Producer of the Naked Hollywood TV series, and a forthcoming film on Antoine de St Exupery. He has a daughter of 4.
The Red Shoes. (Powell-Pressburger 1948)
I think this was a first film for a lot of people, it’s a genuine classic. It’s my favourite film of all time. It is about the production of a ballet, very romantic and tragic, based on the Hans Christian Andersen story of the dancer who dances herself to death. It is about artistic commitment, and the dangers of going too far, balanced with the rewards of throwing yourself into something. It is a cautionary tale without being heavy-handed; you can imagine having a conversation about it. It would provide the opportunity to talk about many things.
It was also was very innovatory and influential, the way the dance sequences are shot is breathtaking. You see the ballerina performing her pirouette and the camera takes her point of view. Then there is the performance of the ballet, which starts off very realistic and then becomes increasingly surreal, until suddenly the conductor is conducting waves onto the stage. It was very influential for a whole generation of Hollywood directors like Martin Scorsese.
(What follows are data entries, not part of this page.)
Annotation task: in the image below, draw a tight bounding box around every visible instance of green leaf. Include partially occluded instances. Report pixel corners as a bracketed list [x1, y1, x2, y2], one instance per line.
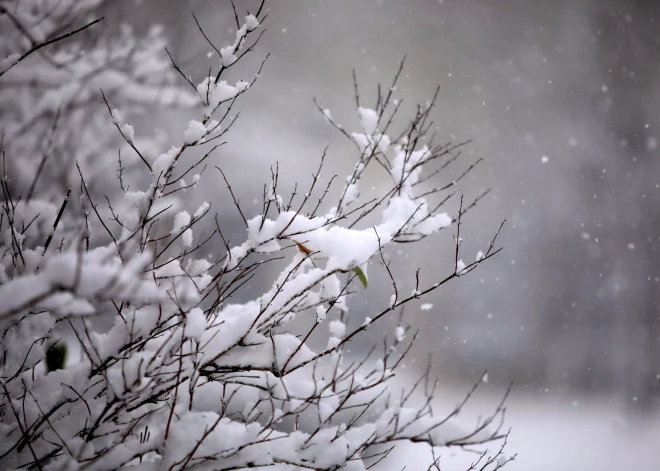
[353, 267, 367, 289]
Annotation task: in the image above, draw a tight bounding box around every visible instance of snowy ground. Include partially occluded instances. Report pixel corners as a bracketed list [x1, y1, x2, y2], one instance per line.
[378, 378, 660, 471]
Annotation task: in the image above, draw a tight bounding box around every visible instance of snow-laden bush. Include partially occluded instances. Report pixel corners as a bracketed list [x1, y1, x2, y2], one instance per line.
[0, 0, 508, 471]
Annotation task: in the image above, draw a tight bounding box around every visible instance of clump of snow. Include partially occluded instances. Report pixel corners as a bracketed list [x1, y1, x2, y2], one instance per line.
[183, 119, 206, 145]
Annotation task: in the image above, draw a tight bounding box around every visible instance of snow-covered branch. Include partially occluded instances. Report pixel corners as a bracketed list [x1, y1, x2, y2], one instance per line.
[0, 0, 508, 471]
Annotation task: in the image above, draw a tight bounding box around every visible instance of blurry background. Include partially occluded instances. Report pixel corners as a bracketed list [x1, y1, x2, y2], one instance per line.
[75, 0, 660, 471]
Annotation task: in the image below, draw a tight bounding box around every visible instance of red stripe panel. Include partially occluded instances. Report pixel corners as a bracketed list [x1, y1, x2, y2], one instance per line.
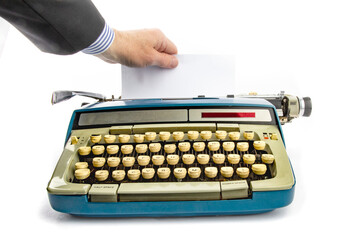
[201, 112, 255, 118]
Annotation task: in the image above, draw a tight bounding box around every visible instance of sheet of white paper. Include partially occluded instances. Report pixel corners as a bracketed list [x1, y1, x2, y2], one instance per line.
[122, 54, 235, 99]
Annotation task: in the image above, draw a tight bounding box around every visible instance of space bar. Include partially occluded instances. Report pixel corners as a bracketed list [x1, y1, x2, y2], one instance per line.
[117, 182, 221, 202]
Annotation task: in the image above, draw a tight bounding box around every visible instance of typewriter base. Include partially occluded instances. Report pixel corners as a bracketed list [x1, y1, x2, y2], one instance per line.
[48, 186, 295, 217]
Lassie Come Home (1943. director. Fred M Wilcox)
Saturday morning cinema was a rich source in the 50s and 60s- there was a real commitment to childrens’ film in those days. I remember the Lassie series as being particularly good. (And I don’t mean that horrid re-make.) The first film, Lassie Come Home, did all those classic things that film does better than anything else. It is about good and evil on all kinds of levels; good fortune versus bad fortune, and of course the power of love. It sounds sentimental but it isn’t. It is a true tragedy. I think probably we took children too young. I recall 7 and 8 year olds being virtually destroyed by it! Perhaps 10 or 11 is a better age. ”
Actor and writer, best known for Blackadder, and the celebrated Maid Marian TV series, which is about to be re-shown. He has children of 15 and 18.
Spartacus (1960. Stanley Kubrick)
I dont really like the idea of films for children. Most successful works for children are things like the Brothers Grimm whch are actually writers addressing their own problems. And I don’t accept that there are issues that are not suitable for children, although it may be that some things need to be contextualised by an adult. I would recommend Spartacus, an epic about the revolt of slaves in ancient Rome. It is a rattling good adventure with a great narrative- and very funny too. It is about human idealism, about ordinary people who become very brave and unite together, basically the same narrative as Robin Hood. It is a moral struggle that can really seize kids’ imaginations. I suppose I’m old fashioned enough to want them to struggle for what they believe to be good – to believe in society.”
Production manager of Children’s Film Unit and a film floor-runner. Aged 17.
Danny the Champion of the World. (directed by Gavin Millar. From story by Roald Dahl.1989)
I liked this because it was a really well made film, and because it was all British, the only one I can think of. It has Jeremy Irons, Robbie Coltrane, Jimmy Nail… The story revolves around a young boy who gets up to a lot of mischief. You really feel for him and what he is going through. There were times when I felt really attached to him. It has a very good build up and you really get to know the characters- you can really relate to them, and feel a possible connection between you or someone you know. I think children want more grown up films, stronger stuff that helps them to understand life.